Backing is defined as material placed at the root of a weld joint for the purpose of supporting molten weld metal. Its function is to facilitate complete joint penetration.
Permanent backing is usually made from a base metal similar to that being welded and, as the name implies, becomes a permanent part of the joint because it is fused to the root of the weld and is not easy to remove.
Temporary backing may be made from copper or a ceramic substance that do not become fused to the root and are easily removed when welding is finished. This type of backing is also referred to as removable backing.
US terminology for a non-consumable material, either metallic or non-metallic, that is used to contain or shape the molten root run is a 'retainer'.
Welding the second side of a double-sided butt joint is regarded as welding a joint with backing because the first weld run put in from the second side is supported by weld metal from the first side.

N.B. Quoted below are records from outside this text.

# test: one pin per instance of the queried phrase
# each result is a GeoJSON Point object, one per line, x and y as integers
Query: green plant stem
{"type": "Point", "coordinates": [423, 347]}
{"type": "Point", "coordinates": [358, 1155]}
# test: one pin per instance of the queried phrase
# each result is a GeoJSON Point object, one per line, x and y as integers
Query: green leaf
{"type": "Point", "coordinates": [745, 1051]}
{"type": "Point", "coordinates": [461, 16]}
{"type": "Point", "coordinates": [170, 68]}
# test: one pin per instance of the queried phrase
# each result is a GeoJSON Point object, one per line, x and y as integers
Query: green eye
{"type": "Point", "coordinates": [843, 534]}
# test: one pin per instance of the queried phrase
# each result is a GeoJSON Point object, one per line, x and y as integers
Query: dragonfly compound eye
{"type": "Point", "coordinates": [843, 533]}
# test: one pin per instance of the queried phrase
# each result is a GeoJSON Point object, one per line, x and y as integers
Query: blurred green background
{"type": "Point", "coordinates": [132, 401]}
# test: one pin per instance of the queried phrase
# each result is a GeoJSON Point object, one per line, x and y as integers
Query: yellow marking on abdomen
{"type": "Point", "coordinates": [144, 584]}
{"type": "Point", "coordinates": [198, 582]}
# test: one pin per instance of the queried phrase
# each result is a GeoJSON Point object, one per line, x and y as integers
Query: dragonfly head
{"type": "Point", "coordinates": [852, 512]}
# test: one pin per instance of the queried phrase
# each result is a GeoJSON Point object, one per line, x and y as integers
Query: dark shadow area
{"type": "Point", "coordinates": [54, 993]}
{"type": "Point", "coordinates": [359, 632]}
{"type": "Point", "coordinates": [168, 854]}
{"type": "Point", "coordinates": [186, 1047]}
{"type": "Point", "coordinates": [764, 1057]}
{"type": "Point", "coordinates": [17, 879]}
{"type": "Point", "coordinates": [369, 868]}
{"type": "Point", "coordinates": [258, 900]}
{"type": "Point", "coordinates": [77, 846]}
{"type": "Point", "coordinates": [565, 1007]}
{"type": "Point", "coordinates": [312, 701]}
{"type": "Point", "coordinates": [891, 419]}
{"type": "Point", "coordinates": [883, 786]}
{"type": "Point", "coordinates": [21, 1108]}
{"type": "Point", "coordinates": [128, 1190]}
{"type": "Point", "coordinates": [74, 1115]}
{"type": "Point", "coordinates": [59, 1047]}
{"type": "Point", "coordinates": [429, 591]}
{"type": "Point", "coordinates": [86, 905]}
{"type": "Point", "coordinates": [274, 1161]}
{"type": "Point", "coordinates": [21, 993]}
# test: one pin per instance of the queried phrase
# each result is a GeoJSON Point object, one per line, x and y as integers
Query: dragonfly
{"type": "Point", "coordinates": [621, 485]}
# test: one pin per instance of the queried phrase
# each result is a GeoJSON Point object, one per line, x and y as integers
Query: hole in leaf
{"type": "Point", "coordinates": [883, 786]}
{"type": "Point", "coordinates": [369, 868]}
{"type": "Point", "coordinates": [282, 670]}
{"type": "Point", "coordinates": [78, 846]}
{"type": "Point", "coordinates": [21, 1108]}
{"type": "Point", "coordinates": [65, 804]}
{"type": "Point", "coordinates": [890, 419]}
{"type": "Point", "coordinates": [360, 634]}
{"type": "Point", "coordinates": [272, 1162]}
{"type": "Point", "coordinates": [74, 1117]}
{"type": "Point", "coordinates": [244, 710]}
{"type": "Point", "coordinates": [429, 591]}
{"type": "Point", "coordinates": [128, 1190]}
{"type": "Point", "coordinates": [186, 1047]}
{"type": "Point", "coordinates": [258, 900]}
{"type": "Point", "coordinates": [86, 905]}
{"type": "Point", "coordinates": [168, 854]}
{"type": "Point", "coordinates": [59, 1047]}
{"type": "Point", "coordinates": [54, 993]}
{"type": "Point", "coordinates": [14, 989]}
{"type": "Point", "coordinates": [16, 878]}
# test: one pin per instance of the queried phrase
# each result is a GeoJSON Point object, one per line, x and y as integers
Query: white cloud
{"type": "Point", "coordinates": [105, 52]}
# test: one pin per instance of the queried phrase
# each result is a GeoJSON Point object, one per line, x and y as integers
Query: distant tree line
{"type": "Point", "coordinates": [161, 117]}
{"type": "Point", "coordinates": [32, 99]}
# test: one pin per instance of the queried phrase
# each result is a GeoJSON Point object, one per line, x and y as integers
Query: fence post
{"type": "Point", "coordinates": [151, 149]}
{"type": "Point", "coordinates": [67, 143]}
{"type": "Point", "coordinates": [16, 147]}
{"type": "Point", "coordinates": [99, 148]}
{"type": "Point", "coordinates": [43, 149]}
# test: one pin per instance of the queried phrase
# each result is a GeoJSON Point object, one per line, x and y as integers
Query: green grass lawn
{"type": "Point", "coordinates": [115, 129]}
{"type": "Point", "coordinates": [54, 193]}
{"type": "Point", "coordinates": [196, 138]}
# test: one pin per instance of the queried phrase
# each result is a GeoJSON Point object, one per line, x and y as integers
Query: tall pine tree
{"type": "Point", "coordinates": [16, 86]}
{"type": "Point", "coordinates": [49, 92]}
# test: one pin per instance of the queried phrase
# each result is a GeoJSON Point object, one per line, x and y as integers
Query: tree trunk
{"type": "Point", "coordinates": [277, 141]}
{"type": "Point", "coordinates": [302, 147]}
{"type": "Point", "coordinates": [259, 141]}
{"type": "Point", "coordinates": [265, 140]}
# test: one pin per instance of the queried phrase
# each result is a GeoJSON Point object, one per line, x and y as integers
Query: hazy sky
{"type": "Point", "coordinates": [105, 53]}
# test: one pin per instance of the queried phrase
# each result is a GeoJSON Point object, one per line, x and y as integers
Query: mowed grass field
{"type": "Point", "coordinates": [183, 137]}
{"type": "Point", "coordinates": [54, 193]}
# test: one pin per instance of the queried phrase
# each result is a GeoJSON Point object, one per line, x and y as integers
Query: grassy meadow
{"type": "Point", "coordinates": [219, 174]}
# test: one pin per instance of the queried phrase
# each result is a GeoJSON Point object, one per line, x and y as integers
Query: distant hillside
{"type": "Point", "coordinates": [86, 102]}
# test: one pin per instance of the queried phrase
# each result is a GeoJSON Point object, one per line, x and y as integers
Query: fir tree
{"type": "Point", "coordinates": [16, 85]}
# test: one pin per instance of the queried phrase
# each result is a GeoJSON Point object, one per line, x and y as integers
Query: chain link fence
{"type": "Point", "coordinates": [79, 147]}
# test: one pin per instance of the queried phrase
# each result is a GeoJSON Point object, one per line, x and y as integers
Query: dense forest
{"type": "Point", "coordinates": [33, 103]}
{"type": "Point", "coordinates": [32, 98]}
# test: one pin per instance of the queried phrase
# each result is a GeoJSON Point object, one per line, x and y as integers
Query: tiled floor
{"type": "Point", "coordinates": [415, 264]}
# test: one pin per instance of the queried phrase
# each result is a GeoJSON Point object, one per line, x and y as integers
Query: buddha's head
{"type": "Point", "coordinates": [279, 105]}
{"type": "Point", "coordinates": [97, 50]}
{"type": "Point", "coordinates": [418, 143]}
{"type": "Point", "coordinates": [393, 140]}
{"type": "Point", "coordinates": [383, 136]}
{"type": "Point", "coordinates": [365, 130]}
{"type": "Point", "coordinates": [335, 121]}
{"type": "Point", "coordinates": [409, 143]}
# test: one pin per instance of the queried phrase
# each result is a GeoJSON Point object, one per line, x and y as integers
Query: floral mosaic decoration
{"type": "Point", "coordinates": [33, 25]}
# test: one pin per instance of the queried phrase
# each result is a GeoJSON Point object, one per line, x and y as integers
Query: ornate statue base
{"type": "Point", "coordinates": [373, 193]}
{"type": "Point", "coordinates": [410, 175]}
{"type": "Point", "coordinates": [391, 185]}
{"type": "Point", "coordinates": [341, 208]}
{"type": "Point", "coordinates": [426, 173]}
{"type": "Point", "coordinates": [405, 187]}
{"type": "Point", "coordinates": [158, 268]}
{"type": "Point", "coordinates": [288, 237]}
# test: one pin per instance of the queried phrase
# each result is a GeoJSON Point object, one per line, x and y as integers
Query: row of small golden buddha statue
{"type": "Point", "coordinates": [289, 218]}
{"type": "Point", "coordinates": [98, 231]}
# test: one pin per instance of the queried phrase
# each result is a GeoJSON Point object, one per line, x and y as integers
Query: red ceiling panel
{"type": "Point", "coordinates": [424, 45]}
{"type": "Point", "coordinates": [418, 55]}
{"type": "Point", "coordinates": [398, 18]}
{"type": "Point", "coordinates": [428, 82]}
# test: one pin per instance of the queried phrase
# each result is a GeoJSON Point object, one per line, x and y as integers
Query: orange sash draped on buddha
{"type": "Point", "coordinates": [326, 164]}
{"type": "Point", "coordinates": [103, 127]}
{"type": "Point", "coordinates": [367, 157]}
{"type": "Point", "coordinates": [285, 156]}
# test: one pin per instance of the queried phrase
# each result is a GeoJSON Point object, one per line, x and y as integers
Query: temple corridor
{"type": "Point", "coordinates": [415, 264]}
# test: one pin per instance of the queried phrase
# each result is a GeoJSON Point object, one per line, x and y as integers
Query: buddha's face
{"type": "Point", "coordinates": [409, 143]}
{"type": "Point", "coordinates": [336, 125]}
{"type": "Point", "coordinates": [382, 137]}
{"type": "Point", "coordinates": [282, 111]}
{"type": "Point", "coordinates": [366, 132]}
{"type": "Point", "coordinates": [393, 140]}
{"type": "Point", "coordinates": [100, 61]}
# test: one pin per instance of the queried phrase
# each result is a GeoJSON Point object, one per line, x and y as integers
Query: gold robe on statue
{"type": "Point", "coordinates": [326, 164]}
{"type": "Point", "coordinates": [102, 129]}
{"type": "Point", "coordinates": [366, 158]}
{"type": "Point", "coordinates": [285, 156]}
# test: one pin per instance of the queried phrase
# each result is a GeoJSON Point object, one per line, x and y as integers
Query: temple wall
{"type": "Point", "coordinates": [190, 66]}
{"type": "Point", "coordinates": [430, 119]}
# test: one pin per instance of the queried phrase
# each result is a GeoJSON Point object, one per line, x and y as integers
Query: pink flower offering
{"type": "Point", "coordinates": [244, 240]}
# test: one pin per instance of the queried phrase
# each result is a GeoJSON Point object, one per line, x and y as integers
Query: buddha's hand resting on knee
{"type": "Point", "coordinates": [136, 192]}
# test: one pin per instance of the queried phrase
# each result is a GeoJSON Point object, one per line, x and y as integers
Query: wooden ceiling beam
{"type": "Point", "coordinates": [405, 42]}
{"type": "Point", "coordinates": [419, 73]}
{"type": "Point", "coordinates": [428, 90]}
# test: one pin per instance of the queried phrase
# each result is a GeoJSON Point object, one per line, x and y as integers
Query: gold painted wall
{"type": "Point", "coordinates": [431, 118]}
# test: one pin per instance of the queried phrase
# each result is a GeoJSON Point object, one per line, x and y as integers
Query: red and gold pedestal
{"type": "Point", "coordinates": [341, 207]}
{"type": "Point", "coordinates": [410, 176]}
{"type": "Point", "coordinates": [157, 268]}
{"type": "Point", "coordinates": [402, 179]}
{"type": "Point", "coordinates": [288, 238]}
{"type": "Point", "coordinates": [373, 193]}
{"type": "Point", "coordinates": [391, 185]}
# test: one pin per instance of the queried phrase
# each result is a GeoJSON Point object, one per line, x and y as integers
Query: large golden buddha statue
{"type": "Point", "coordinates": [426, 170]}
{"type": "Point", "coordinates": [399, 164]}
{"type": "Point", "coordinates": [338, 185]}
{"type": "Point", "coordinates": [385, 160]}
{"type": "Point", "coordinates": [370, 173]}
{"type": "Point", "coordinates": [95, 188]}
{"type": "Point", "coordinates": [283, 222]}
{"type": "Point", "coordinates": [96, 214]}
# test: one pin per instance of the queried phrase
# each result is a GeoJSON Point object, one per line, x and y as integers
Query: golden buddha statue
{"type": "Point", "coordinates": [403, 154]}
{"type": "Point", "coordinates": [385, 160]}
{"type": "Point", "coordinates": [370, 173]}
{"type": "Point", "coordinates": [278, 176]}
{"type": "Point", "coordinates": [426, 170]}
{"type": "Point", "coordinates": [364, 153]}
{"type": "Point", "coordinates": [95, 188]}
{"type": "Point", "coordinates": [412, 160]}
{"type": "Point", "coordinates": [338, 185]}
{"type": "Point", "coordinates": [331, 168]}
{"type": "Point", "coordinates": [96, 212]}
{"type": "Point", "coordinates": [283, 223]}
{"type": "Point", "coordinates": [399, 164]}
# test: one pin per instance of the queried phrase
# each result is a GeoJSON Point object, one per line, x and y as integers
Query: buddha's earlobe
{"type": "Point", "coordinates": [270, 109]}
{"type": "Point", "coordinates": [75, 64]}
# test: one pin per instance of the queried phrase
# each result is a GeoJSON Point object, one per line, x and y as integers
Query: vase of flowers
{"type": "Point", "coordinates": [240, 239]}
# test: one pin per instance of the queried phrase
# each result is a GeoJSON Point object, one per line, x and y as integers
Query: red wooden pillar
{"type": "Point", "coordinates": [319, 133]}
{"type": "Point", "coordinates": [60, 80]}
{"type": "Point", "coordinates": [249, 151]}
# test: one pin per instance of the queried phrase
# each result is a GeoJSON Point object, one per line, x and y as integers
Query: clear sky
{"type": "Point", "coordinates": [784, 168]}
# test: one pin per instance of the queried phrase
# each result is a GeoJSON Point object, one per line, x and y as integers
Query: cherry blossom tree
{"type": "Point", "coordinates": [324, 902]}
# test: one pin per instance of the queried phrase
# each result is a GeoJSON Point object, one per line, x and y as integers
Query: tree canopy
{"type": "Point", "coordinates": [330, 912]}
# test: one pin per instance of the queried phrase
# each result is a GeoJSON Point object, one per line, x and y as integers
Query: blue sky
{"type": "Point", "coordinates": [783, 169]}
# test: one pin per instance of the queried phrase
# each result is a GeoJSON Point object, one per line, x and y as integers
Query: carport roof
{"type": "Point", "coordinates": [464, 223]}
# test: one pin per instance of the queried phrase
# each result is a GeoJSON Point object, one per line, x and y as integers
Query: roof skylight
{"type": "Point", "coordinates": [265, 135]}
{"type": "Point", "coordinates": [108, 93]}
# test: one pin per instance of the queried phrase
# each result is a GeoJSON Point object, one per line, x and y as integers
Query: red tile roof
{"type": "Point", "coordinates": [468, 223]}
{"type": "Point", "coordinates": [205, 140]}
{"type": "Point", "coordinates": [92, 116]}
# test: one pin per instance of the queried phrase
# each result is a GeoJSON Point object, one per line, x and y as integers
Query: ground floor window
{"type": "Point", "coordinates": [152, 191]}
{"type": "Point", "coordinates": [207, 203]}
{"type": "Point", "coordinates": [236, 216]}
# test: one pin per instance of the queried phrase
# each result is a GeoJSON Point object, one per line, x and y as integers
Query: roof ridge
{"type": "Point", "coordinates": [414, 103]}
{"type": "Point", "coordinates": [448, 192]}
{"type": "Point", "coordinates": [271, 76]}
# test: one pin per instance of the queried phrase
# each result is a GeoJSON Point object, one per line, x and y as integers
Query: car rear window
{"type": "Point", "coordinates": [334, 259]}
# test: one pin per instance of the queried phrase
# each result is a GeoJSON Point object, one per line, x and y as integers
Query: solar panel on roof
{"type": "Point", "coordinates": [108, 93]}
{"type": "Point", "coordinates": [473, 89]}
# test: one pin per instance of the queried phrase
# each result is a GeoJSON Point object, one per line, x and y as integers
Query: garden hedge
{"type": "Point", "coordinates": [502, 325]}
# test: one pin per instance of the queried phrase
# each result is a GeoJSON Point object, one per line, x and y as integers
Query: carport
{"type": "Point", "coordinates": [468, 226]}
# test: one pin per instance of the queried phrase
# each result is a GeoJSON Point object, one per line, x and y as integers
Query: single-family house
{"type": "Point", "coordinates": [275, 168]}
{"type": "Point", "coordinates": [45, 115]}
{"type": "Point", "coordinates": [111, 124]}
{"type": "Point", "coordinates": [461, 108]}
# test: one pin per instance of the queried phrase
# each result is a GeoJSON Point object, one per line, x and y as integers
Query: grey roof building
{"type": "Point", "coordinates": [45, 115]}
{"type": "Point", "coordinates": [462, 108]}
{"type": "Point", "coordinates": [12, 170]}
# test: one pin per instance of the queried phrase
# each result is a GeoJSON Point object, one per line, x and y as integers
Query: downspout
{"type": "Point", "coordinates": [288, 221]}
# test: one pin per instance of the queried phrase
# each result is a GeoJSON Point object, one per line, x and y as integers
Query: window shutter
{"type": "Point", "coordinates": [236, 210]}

For a single-sided, multi-process weld made without backing (open root) such as one with TIG root and MMA fill, the TIG root run is classed as a weld made without backing but the MMA fill is classed as a weld made with backing.
For welding procedure qualification, some welding codes classify the use of backing as an essential variable (EN 15614-1) but others classify it as non-essential (ASME Section IX).
For welder qualification, backing is invariably classed as an essential variable. This is because being able to produce a sound weld root using backing does not demonstrate he has skill required to make a sound weld without backing.